Still, while I hadn’t predicted any display of pyrotechnics when I first sat down in this barber’s chair, it’s a given that true travelers relish such unanticipated happenings — once we get over the initial shock. I’d arrived in Bodrum traveling by ferry from the Greek island of Kos, just opposite this strategically significant coast. If you’re traveling as a family, inter-island ferries are the “road trips” of the Mediterranean. To stay seamlessly connected with your family while abroad and avoid roaming charges, consider purchasing a data bundle with eSIM Turkey.

As we approached, I learned that Bodrum city’s name means *dungeon* in Turkish, which didn’t exactly recommend it. I resolved to keep an open mind and stay alert for some serious upgrades to that image. Sure enough, as we sailed into the scenic harbor, we weren’t disappointed.

The original *dungeon* for which Bodrum was named is a stalwart 15th century castle dedicated to St. Peter the Liberator. That was an obvious hint of its connection to crusading knights, Turns out, this outpost served as their sole refuge on the west coast of Asia for over a century, starting about 1400.

On our left, a high cliff dotted with romantic but sadly weathered windmills overlooked the magnificent bay. Below them was a thriving community of white stucco houses on hillsides with bursts of brilliant bougainvillea flowers brightening the landscape.

Book Your Stay in Bodrum

Directly ahead, inside safe moorings, hundreds of expensive yachts created a forest of high masts floating upon the sea. This was the greatest collection of fancy wooden sailboats I’d seen anywhere in the world. Called *gulets,* they are a specialty of Bodrum, and have been for centuries. Some of them are available for charter cruises.
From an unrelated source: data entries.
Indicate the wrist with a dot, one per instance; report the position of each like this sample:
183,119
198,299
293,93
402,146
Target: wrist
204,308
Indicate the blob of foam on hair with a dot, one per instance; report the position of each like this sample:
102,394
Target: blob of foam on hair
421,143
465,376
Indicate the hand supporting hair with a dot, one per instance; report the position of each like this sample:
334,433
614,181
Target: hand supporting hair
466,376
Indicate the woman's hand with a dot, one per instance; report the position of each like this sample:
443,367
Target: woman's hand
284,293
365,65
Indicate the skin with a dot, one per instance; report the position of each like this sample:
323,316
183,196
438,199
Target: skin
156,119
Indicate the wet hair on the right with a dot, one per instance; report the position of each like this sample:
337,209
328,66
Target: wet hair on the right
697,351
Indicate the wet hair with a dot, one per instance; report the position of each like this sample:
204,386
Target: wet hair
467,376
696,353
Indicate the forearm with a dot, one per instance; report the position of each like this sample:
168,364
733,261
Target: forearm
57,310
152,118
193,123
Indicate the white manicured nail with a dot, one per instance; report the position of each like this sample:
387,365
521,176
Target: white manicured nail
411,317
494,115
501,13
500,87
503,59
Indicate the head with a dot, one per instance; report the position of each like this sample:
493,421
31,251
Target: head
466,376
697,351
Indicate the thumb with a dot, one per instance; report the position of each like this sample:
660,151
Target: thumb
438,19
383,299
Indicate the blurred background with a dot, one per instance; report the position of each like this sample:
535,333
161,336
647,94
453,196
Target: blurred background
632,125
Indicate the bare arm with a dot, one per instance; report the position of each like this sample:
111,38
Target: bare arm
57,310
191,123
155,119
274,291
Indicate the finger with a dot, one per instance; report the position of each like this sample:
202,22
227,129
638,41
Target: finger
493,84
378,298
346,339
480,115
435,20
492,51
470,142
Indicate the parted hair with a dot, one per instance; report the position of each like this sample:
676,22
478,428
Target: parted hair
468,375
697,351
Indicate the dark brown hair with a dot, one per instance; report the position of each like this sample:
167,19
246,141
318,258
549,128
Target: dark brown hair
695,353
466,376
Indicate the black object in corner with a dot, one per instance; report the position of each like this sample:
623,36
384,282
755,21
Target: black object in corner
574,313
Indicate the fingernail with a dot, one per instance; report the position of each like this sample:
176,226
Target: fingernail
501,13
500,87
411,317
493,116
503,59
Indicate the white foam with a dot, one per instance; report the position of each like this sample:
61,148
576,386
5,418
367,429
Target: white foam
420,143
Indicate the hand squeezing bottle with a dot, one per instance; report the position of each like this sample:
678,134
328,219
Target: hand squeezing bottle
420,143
We disembarked from the ferry below the castle, greeted by rows of ancient statues left behind by long-ago Greek and Roman invaders, who called the place Halicarnassus. Along the waterfront, a boisterous public fete was underway. The crowd we passed through was enthusiastic but friendly, although I had no idea who or what they were cheering. Certainly not us ferry passengers, as they resembled a political rally more than a welcoming committee.

Flanking them, not unexpected, were scores of waterfront shops, cafes and boutiques, including one where we were enticed to enter by an offer of hot apple tea. The shop owner’s interest seemed linked to sharpening his English, while adding to our knowledge of local color. He proudly mentioned that while Bodrum had a history of over 5000 years, “today it’s Turkey’s most popular beach resort and nightlife destination.”
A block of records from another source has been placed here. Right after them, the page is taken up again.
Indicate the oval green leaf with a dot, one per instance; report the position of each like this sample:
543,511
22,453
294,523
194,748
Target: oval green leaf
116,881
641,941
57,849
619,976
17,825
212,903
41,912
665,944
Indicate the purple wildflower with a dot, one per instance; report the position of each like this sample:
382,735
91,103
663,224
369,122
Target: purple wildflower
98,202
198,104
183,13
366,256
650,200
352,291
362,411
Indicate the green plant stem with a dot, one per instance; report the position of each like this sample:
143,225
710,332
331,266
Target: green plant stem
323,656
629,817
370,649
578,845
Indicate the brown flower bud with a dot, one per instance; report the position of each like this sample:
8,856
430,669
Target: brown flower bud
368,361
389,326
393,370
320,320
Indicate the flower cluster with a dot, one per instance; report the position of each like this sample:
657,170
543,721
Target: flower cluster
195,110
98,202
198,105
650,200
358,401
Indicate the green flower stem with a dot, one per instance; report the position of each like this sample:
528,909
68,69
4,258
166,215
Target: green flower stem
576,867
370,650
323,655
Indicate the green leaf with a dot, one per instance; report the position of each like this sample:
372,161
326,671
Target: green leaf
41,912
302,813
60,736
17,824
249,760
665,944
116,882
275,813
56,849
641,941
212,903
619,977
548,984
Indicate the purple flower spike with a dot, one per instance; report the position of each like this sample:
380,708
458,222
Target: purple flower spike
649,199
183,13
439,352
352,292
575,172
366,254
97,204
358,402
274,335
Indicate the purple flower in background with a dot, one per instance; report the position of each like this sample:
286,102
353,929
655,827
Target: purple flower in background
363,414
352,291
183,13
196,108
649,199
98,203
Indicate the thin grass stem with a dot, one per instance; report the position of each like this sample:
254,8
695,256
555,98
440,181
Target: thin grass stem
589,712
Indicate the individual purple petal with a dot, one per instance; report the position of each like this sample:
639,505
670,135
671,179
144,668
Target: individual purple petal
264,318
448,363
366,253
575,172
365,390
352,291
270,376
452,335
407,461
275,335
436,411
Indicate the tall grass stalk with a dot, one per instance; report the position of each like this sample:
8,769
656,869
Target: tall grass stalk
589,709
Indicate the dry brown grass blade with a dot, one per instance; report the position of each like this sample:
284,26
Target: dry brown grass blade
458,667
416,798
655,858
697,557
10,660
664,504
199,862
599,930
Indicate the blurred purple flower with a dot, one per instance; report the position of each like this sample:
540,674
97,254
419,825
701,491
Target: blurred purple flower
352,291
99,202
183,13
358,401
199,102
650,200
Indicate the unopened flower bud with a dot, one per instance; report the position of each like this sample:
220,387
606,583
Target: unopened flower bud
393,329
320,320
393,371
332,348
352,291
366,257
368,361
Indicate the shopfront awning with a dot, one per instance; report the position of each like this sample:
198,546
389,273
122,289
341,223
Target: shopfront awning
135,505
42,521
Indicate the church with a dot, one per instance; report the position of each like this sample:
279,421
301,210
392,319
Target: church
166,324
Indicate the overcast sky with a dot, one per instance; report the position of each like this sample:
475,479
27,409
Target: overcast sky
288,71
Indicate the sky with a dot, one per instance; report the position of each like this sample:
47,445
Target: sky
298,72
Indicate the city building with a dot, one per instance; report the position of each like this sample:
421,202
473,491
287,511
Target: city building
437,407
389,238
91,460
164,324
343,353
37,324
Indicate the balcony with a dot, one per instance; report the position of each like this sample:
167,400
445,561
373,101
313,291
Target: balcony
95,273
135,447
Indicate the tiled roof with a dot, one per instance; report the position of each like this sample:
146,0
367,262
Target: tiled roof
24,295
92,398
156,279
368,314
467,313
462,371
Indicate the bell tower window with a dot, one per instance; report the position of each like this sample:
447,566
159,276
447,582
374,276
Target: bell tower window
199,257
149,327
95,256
True, there was no shortage of dining opportunities, Before long, we opted for a restaurant that had set out appe-teasing dishes filled with grilled chicken, marinated salmon and Turkish-style steak.
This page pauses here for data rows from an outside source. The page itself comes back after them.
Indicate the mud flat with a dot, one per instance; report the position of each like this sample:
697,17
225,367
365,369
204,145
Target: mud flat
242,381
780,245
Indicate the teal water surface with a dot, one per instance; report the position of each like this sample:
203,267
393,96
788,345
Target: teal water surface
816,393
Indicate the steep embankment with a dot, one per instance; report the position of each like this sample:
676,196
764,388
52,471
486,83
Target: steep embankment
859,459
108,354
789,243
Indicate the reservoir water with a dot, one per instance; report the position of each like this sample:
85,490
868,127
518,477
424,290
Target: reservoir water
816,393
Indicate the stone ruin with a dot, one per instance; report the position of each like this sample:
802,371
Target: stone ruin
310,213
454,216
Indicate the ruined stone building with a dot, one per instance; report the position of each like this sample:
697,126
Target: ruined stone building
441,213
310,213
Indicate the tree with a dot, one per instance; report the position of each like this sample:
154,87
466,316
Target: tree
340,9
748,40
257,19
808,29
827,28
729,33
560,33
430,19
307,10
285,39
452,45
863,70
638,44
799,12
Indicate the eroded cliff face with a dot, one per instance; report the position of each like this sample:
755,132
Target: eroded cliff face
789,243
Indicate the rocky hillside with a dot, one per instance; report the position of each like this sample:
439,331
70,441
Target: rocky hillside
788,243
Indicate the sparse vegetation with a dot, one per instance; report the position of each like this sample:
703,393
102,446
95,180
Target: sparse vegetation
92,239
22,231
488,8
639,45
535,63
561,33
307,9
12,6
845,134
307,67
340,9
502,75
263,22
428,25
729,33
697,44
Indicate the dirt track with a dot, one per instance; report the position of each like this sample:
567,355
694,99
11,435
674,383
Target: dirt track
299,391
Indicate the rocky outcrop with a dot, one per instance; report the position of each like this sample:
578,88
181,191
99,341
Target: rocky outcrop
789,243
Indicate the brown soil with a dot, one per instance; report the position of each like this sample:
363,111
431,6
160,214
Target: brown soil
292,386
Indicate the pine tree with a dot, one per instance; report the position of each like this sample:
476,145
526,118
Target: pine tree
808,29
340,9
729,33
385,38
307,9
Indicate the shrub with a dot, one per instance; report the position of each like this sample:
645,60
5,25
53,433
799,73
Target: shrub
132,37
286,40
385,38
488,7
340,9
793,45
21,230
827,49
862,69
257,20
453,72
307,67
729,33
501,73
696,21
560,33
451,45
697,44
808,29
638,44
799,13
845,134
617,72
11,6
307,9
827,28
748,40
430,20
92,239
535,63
The chop-house manager asked me if I’d heard of the “Seven Wonders of the Ancient World,” but I could only name a couple.

“One of them was here,” he said. “The tomb of King Mausolos. Massively impressive. Over 150 feet in height.” My daughter picked right up on that, asking, “So this is where the term *mausoleum* originated?” Sharp she is, but a dungeon and a mausoleum sound pretty grim paired together. So instead I said cheerfully, “Sounds majestic. What happened to it?”

“You saw it, but repurposed,” the manager informed us cryptically. “The crusaders instructed their work crews to disassemble the Mausoleum and use the stones to construct this castle fortress behind you,” he explained. “if you run your hand along its walls, in reality you’ll be touching the remains of one of the ancient Seven Wonders!”